Mais le groupe paraît chamboulé. « Je me suis senti un peu mal, confie Hugo. C’est un sentiment bizarre. Ce type d’attraction touristique change par rapport à ce qu’on voit d’habitude. » Il y a dix ans, les trois Français n’auraient sans doute pas visité le monument. Le fort était alors un site peu connu, en marge des circuits. La venue en 2009 de celui qui était alors président des Etats-Unis, Barack Obama, a changé la donne. A l’entrée du château, une plaque de marbre rappelle fièrement aux visiteurs que l’ancien chef d’Etat est passé par ici.

Le 11 juillet 2009, Barack Obama s’est rendu au fort de Cape Coast – © Maison Blanche (Pete Souza)
Une visite qui a tout changé
« Avant sa venue, les touristes allaient plutôt au fort d’Elmina, à 13 kilomètres d’ici. Mais depuis, le lieu est bien plus connu », explique Anthony Oboadi. Ce Ghanéen de 28 ans fait partie des guides recrutés pour répondre à la demande touristique. Il accompagne les visiteurs dans les différentes salles, des sombres cachots d’esclaves étriqués aux appartements luxueux et aérés du gouverneur. Le jeune homme, lui-même descendant d’esclaves, détaille l’enfer que vivaient les captifs.
Chaque année, 5.000 personnes visitent cet endroit chargé de symboles. Avec des tarifs qui oscillent entre 5 cédis (moins d’un euro) pour les locaux, et 40 cédis (6,50 euros) pour les étrangers, le site génère potentiellement plus de 110.000 cédis (18.500 euros) de recettes annuelles.
Renouer avec ses racines
Si la plupart des touristes sont étrangers, une partie réside au Ghana. Comme Ayuba Seydou, venu de Kumasi, à l’intérieur des terres. C’est la première fois qu’il visite le monument. « Je voulais voir de mes yeux le fort, confie Ayuba. La plupart des Ghanéens ne connaissent Cape Coast que par les cours qu’ils ont reçus, et c’est vraiment dommage. »

Un groupe de visiteurs écoutent un guide dans la cour du fort de Cape Coast © Valentin Chatelier
Cette volonté de retour aux racines se retrouve également chez les membres de la diaspora afro-américaine. Adossé contre un mur, Kwame Asamoah contemple l’horizon, son frère à ses côtés. Cet homme à l’imposante carrure est né au Ghana, puis a passé 34 ans aux Etats-Unis, avant de se réinstaller sur sa terre natale en 2013. Chaque année, il revient à Cape Coast pour visiter le Fort et rendre hommage à ses ancêtres.

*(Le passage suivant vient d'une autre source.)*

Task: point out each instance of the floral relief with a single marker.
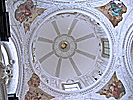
(34, 92)
(113, 11)
(114, 88)
(26, 13)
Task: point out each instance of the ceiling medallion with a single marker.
(64, 46)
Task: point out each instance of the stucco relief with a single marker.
(113, 11)
(114, 88)
(26, 13)
(35, 93)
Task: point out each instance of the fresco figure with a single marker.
(26, 13)
(34, 92)
(113, 11)
(114, 88)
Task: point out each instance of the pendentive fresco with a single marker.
(113, 11)
(35, 93)
(114, 88)
(26, 13)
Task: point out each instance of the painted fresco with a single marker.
(114, 88)
(26, 13)
(113, 11)
(35, 93)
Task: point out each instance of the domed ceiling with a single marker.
(70, 48)
(70, 45)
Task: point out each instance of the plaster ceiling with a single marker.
(81, 50)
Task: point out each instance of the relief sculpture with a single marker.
(113, 11)
(26, 13)
(35, 93)
(114, 88)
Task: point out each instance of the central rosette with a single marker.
(64, 46)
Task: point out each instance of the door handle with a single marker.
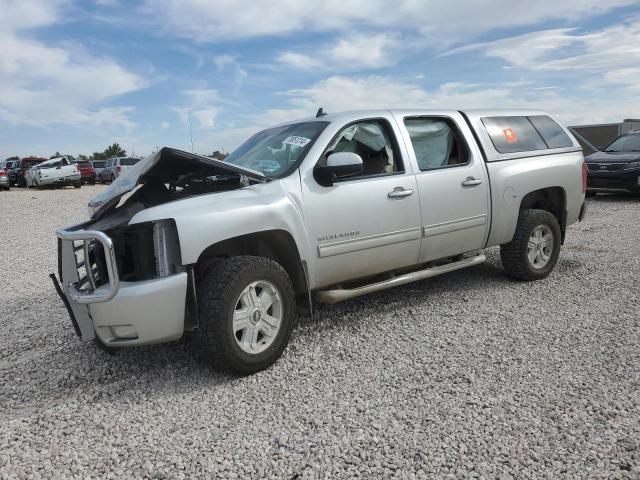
(400, 192)
(471, 182)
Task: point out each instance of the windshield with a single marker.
(127, 162)
(626, 143)
(276, 151)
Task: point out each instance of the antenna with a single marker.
(191, 132)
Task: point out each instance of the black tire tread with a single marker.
(215, 298)
(513, 254)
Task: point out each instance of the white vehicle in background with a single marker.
(56, 172)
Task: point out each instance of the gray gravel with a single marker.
(469, 375)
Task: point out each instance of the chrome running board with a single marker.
(338, 295)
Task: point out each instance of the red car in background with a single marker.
(87, 172)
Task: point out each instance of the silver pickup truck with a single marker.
(322, 209)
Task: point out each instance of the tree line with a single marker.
(115, 150)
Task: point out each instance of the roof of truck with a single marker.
(350, 115)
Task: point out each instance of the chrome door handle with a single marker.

« C’est particulièrement important pour les Afro-Américains de revenir ici. Ça nous permet de nous connecter avec ce lieu et de réaliser que nous en sommes tous originaires », note Kwame, qui organise régulièrement des voyages collectifs pour faire connaître le site.

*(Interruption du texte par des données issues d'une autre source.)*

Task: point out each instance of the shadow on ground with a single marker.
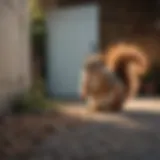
(130, 135)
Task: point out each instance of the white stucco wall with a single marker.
(14, 48)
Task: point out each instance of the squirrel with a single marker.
(129, 63)
(101, 88)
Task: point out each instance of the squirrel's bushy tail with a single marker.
(129, 62)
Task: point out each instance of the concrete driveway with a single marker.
(133, 134)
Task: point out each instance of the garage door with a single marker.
(72, 32)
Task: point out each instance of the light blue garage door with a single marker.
(71, 33)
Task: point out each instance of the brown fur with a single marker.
(98, 97)
(129, 63)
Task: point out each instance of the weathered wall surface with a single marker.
(14, 49)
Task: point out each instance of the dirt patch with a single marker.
(19, 134)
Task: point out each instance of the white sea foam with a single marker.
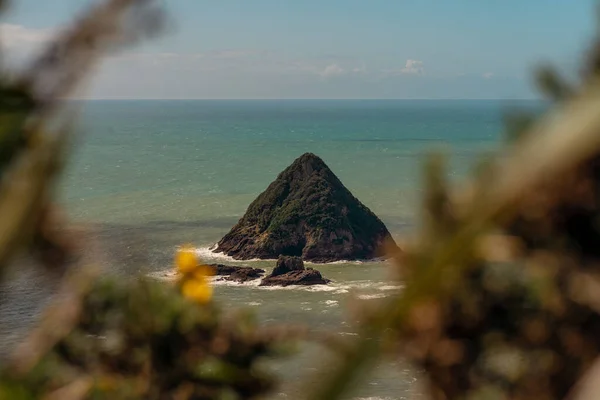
(391, 287)
(371, 296)
(209, 253)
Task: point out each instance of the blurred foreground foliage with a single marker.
(103, 339)
(502, 284)
(145, 341)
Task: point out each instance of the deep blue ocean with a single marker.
(147, 176)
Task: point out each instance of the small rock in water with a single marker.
(291, 271)
(237, 274)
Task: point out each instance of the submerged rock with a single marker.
(237, 274)
(306, 212)
(287, 264)
(291, 271)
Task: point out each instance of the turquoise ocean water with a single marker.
(149, 175)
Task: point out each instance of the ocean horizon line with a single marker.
(306, 99)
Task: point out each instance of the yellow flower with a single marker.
(186, 260)
(197, 289)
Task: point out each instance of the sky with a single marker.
(400, 49)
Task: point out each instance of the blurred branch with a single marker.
(558, 143)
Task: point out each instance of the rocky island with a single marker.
(306, 212)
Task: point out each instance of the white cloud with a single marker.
(332, 70)
(413, 67)
(13, 36)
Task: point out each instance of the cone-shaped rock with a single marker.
(306, 212)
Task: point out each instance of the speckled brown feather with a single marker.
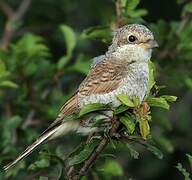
(103, 78)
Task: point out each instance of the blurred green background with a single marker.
(46, 51)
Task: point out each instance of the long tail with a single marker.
(50, 133)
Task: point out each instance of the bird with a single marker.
(123, 69)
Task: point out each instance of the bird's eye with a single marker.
(132, 38)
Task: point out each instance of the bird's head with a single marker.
(134, 42)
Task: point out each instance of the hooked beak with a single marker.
(151, 44)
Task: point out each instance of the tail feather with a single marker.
(52, 133)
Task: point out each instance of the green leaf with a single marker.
(144, 128)
(190, 159)
(83, 155)
(62, 62)
(152, 149)
(43, 163)
(98, 32)
(121, 109)
(129, 124)
(169, 98)
(92, 108)
(9, 84)
(164, 142)
(133, 152)
(43, 178)
(125, 100)
(70, 41)
(69, 37)
(112, 167)
(183, 171)
(131, 4)
(158, 102)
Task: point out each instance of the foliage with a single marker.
(49, 54)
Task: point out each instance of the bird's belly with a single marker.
(129, 86)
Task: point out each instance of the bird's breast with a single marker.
(134, 84)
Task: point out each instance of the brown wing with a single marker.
(70, 107)
(103, 78)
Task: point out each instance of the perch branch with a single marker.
(91, 160)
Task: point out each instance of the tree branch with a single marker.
(94, 156)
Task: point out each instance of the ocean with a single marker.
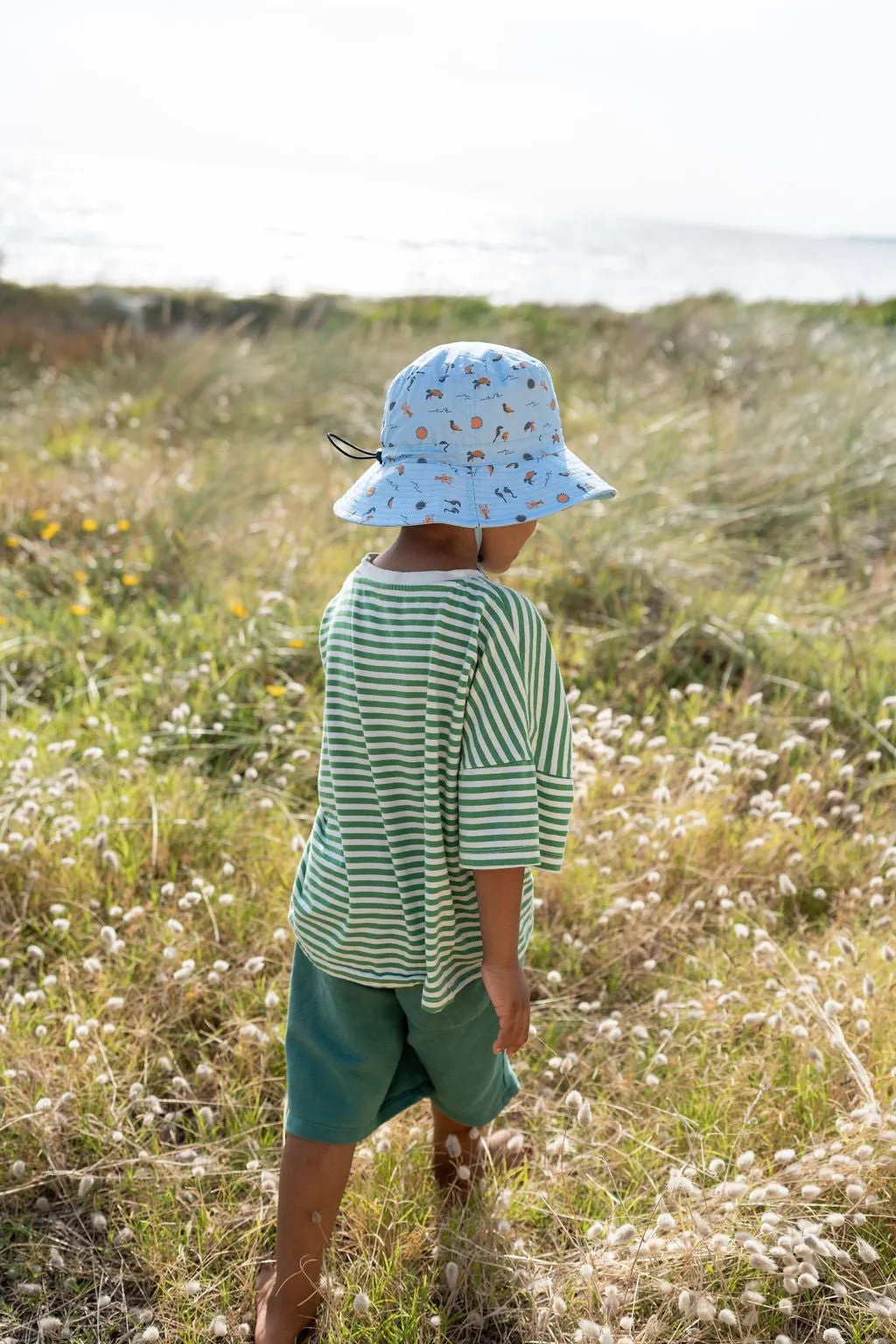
(80, 220)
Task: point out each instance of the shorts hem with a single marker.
(300, 1128)
(509, 1092)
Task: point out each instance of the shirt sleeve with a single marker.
(514, 785)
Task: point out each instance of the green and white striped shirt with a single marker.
(446, 747)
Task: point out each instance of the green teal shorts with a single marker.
(358, 1055)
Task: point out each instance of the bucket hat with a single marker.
(471, 436)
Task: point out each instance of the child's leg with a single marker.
(459, 1155)
(312, 1181)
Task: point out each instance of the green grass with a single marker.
(712, 970)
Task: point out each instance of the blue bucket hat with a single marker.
(471, 436)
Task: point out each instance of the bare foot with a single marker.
(276, 1320)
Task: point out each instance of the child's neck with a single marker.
(430, 547)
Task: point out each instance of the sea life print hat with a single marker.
(471, 436)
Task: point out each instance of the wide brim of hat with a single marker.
(414, 489)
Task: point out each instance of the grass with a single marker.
(710, 1096)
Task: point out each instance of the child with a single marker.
(444, 777)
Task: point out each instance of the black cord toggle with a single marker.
(360, 454)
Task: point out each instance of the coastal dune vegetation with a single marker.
(710, 1098)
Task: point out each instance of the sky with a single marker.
(765, 115)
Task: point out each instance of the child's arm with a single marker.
(500, 892)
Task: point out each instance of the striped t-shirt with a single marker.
(446, 747)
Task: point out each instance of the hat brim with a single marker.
(429, 489)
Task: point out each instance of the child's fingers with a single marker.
(514, 1030)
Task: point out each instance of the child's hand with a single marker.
(508, 990)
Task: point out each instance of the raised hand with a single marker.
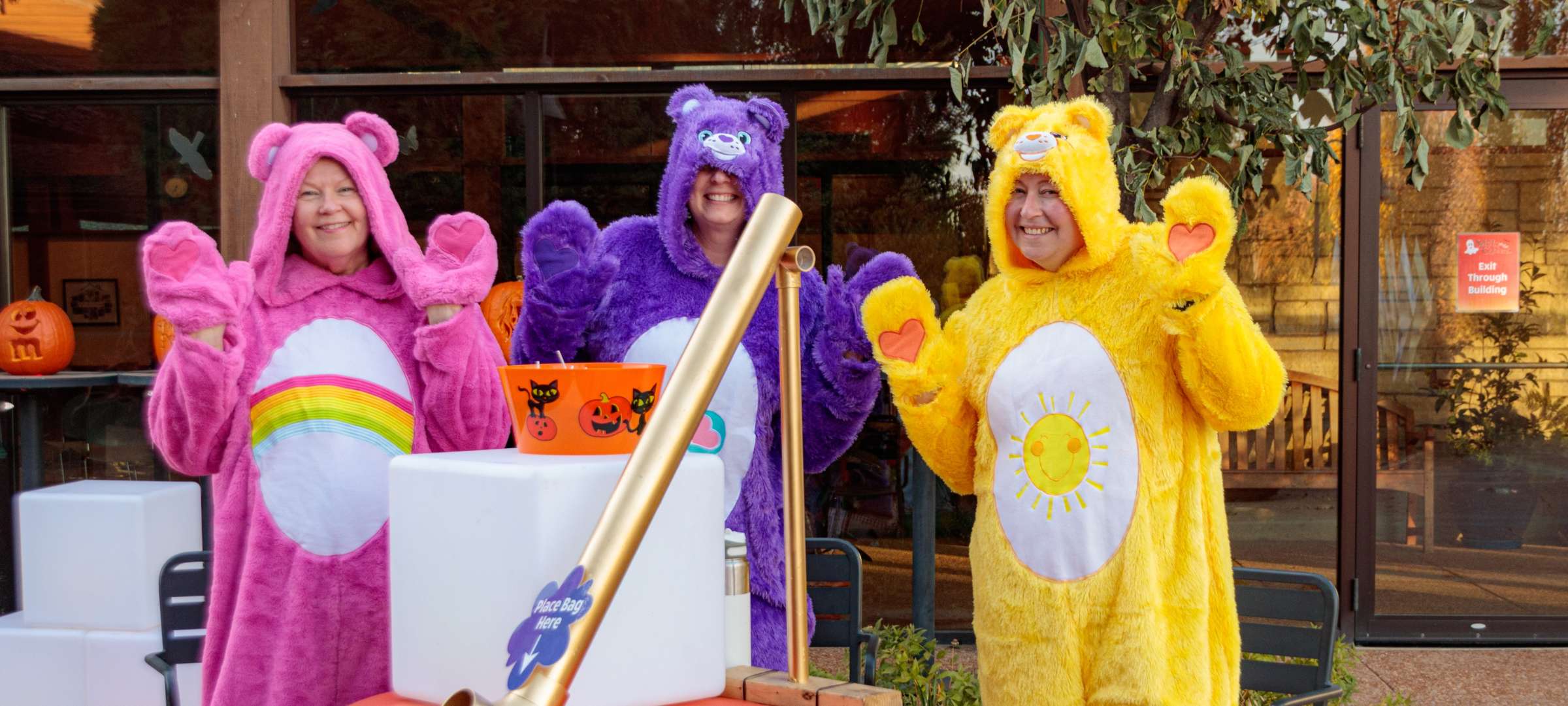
(566, 276)
(457, 268)
(1200, 225)
(900, 324)
(187, 281)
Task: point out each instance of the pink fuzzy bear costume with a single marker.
(322, 380)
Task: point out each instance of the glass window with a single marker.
(606, 153)
(1471, 310)
(422, 35)
(108, 37)
(87, 182)
(896, 170)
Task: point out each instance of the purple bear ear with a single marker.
(264, 148)
(377, 135)
(769, 115)
(686, 99)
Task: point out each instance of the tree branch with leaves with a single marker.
(1236, 82)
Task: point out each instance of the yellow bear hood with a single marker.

Une attraction qui fait vivre la région
A Cape Coast, l’augmentation de la fréquentation touristique profite à toute la ville. En effet, le monument emploie plusieurs dizaines de personnes. Des guides, principalement, mais aussi des agents chargés du nettoyage et des gardiens. Aux abords du site, les chauffeurs privés ne cessent de patrouiller, à la recherche de touristes.

De nombreux magasins proposent des produits dérivés à l’intérieur du fort. © Valentin Chatelier
Des artistes de rue postés devant l’entrée vendent également leurs peintures. A l’intérieur même du fort, une dizaine de magasins proposent des produits dérivés (tee-shirts, tissus, souvenirs…). « Le château abrite également une librairie très fournie, ouverte à tous les habitants, précise le guide Anthony Oboedi. Les enfants de Cape Coast bénéficient ainsi directement du savoir délivré dans ces livres. »
En 2018, l’Afrique a accueilli 67 millions de touristes, soit 7% de plus qu’en 2017. Et la dynamique devrait se poursuivre, d’après l’Organisation mondiale du tourisme. Avec ses sites mémoriels, le Ghana est bien placé pour profiter de cette manne.